Guidelines from the British Thoracic Society advise consideration of stereotactic ablative radiotherapy (SABR) in patients with tumors under 2 cm and prioritizing surgical management for patients with higher stage cancers which are likely to become unresectable if treatment is delayed (3). The advice from NHS England is clear and states that essential and urgent cancer treatments must continue (4).
As well as the surgical risk of infection to health care workers, there is also the risk of aerosolization of the virus from a chest drain with an air leak. Anecdotal reports from other thoracic units suggest that this is a problem, with reports of entire wards being infected after a postoperative patient was found to have COVID-19. The authors are unaware of any specific guidance on chest drain management during the COVID-19 pandemic. Under normal working conditions, NICE recommends the use of Thopaz drains following lung resection. However, after contacting the manufacturer, these drains do not have a viral filter (5). Extrapolating advice from NHS England on ventilator circuits which should be protected by a high efficiency filter such as a heat and moisture exchange (HME) filters, the authors have developed a method of providing chest drainage with a viral filter (6). The authors have previously described the idea of the attachment of viral filters to Rocket bottles (7). In this article, the authors aim to improve it further and update on some of the pitfalls with this new set-up.

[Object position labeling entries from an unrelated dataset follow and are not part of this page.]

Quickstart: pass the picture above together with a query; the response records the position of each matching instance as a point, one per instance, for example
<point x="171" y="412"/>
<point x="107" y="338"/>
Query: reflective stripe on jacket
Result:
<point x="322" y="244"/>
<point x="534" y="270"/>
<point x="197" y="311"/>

The set-up is simple and uses equipment that is easily available (Rocket bottle with tubing and a Therm 3 HME filter or alternatively a high efficiency heat filter (Figure 1)). In addition to the suction port, the Rocket bottle has additional safety holes that provide a mechanism for air to escape should the suction become blocked (Figure 1D). If the Rocket bottle is to be used with a viral filter, then these must be covered to prevent the virus being aerosolized through this lower resistance mechanism. This can be done easily with stickers which are provided with the bottle. However, covering these holes puts the patient at risk of developing a tension pneumothorax should the viral filter block or if attached incorrectly.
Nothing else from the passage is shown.